Bruce I. Schindler, Novelist
The Books of Dust & Cannibals (Post-Apocalyptic Western Series)
(A Genealogical Fantasy)
There is a place so exotic and remote, the Marrakesh Express gets nowhere near it. Even in Kathmandu, this place seems a world away. Its inhabitants call it Harlan County, and describe it as being in South-Central Nebraska.
Many people get within a few miles of it, but fly over it without knowing. Others drive past or even through, and have no idea anything just happened. This is because of a magical veil. It is impervious to the most sophisticated equipment, and makes most people choose not to see.
In Harlan County, the distance between this reality and every other reality is very thin. Some of the inhabitants cross over routinely, and come back with strange tales, spun as though they are the same world as ours.

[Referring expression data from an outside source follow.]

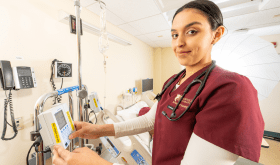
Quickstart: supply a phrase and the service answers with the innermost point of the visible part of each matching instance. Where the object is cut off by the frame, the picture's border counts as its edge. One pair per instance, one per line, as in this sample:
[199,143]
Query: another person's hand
[80,156]
[87,131]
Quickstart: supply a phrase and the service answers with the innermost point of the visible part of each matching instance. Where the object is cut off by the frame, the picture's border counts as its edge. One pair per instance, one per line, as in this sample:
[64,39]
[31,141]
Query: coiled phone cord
[6,102]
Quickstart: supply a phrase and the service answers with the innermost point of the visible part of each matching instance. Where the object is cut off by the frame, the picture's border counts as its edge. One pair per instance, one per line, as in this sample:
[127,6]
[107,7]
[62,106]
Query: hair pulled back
[208,8]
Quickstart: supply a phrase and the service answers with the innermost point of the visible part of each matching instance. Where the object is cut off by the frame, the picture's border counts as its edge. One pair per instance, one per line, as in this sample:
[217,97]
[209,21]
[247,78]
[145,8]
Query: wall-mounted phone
[24,77]
[6,75]
[19,77]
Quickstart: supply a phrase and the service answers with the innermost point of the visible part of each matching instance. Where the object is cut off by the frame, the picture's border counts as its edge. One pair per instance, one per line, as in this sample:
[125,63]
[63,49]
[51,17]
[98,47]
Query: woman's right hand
[87,131]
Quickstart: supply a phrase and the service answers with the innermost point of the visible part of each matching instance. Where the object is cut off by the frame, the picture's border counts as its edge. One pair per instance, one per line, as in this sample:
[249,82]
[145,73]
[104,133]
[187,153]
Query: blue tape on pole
[66,90]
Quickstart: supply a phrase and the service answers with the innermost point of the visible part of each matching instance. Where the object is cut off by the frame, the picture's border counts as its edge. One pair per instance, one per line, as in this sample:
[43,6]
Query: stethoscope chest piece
[195,81]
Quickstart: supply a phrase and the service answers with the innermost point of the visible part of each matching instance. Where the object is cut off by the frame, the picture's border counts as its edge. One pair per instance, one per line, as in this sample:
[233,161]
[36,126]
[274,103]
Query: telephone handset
[18,77]
[6,75]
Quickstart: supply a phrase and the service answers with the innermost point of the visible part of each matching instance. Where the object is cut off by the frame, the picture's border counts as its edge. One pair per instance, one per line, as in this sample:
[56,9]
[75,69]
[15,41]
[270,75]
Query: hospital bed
[131,150]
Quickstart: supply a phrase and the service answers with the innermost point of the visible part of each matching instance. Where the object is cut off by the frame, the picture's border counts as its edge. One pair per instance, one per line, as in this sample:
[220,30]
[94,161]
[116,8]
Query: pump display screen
[60,119]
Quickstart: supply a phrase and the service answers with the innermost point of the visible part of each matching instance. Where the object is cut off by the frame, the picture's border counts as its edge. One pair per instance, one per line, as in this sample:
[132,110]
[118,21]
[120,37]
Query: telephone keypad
[26,82]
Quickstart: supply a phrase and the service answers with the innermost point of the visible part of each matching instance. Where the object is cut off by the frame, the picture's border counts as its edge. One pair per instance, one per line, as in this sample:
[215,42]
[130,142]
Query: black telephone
[6,75]
[18,77]
[7,81]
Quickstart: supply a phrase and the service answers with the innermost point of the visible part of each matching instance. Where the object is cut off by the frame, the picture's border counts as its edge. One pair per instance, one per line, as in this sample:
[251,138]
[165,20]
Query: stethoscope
[196,80]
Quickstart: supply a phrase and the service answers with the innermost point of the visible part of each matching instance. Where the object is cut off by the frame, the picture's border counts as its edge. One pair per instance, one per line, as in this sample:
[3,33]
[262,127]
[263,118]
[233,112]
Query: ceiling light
[220,1]
[64,17]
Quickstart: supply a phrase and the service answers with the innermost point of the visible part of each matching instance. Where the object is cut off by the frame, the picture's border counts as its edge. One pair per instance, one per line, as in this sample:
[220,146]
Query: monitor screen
[147,85]
[60,119]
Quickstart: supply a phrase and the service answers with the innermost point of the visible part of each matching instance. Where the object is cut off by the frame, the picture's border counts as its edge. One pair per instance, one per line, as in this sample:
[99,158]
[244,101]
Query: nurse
[223,122]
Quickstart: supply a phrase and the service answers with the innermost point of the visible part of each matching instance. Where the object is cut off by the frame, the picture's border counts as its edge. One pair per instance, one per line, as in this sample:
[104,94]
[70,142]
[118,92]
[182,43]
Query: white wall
[30,28]
[270,106]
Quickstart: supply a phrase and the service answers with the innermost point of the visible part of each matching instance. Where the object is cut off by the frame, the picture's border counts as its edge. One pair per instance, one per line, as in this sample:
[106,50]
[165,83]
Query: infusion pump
[56,125]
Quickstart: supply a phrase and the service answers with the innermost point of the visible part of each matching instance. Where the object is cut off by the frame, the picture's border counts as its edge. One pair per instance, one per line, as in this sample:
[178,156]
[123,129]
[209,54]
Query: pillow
[145,137]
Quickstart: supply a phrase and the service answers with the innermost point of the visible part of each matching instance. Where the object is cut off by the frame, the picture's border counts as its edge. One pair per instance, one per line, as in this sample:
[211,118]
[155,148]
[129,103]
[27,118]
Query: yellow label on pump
[70,120]
[95,102]
[55,132]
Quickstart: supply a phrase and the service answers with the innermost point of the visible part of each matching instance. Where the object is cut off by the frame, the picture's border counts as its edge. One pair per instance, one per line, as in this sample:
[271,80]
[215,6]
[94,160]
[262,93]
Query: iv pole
[81,94]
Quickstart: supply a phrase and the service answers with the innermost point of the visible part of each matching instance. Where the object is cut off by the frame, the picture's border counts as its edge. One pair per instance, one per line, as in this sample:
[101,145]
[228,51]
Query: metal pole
[78,33]
[70,98]
[37,110]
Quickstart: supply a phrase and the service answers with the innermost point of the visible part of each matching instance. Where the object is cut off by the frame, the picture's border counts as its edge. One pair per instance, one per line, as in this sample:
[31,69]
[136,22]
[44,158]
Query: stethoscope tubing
[200,88]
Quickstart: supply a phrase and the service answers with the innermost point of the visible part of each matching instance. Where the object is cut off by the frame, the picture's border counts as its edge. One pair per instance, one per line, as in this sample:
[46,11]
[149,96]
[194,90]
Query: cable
[6,102]
[94,114]
[29,153]
[36,143]
[57,98]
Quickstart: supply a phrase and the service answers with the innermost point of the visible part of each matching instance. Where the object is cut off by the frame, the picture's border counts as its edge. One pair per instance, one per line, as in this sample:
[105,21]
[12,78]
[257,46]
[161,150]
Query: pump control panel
[56,126]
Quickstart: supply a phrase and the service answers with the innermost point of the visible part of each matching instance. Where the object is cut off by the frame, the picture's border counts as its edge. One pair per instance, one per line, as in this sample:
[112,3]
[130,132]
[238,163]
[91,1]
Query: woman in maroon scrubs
[224,116]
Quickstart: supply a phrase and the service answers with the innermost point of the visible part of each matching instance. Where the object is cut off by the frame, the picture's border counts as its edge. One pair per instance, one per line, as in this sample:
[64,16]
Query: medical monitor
[147,85]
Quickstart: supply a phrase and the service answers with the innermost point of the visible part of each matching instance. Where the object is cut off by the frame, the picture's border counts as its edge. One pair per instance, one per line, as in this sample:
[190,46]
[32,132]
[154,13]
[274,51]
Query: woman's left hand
[80,156]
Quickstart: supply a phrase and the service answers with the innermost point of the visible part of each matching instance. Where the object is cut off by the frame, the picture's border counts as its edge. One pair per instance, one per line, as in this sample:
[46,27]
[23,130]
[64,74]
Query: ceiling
[150,20]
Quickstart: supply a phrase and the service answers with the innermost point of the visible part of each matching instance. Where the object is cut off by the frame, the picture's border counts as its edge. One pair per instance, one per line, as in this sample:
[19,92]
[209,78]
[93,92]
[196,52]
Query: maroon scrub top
[226,113]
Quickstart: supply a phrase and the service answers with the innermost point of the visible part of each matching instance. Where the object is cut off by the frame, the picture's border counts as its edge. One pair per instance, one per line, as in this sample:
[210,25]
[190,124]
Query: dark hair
[208,8]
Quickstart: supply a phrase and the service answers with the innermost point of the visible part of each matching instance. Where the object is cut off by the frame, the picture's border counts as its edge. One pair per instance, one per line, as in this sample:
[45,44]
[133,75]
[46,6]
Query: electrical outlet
[19,123]
[32,119]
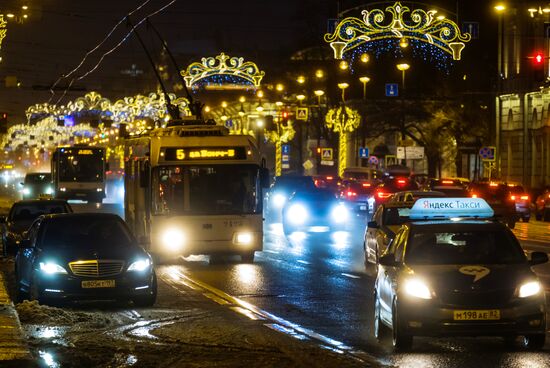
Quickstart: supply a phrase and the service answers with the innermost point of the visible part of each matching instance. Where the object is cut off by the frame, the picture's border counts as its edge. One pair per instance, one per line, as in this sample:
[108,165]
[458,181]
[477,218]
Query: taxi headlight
[243,238]
[529,289]
[297,214]
[140,265]
[340,213]
[173,239]
[279,200]
[417,288]
[51,268]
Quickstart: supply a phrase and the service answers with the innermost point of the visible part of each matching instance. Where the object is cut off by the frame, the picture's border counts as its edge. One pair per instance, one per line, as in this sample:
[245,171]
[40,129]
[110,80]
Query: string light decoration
[223,70]
[342,120]
[435,36]
[283,134]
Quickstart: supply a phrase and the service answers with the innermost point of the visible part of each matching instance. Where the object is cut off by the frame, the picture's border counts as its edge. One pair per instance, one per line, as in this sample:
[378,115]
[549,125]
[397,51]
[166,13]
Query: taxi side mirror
[372,224]
[388,260]
[538,258]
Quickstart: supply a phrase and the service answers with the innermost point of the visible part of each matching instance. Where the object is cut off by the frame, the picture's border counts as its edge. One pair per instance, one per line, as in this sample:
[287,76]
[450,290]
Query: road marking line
[262,314]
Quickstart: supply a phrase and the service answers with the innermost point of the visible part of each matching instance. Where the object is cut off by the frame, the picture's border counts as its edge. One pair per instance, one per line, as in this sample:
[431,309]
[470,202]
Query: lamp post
[364,80]
[403,67]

When I was young, I listened while the old guys told their stories around the fire. The tales were long and involved, and I probably nodded off from time to time. Because of that, some details are a bit fuzzy, but I pass along the stories as faithfully as I can.
I came to Harlan County for love, and found it. I got much more, finding a friend, a muse, and a goddess. That alone was more than enough, but more blessings came: horses waiting impatiently for more hay and a macaw loudly demanding pizza. There is also our Shih Tsu, a psychic dog who projects her thoughts, making me do as she wishes.
Life before Harlan County now seems less real than all the other realities about which I write. My main indicator about the real world comes when the horses, macaw, and dog make their needs known.
In this, the real world, I find pleasure in sharing these stories. Since there is no way to give escorted tours, they say I must call them fiction – science fiction. You and I know they are real.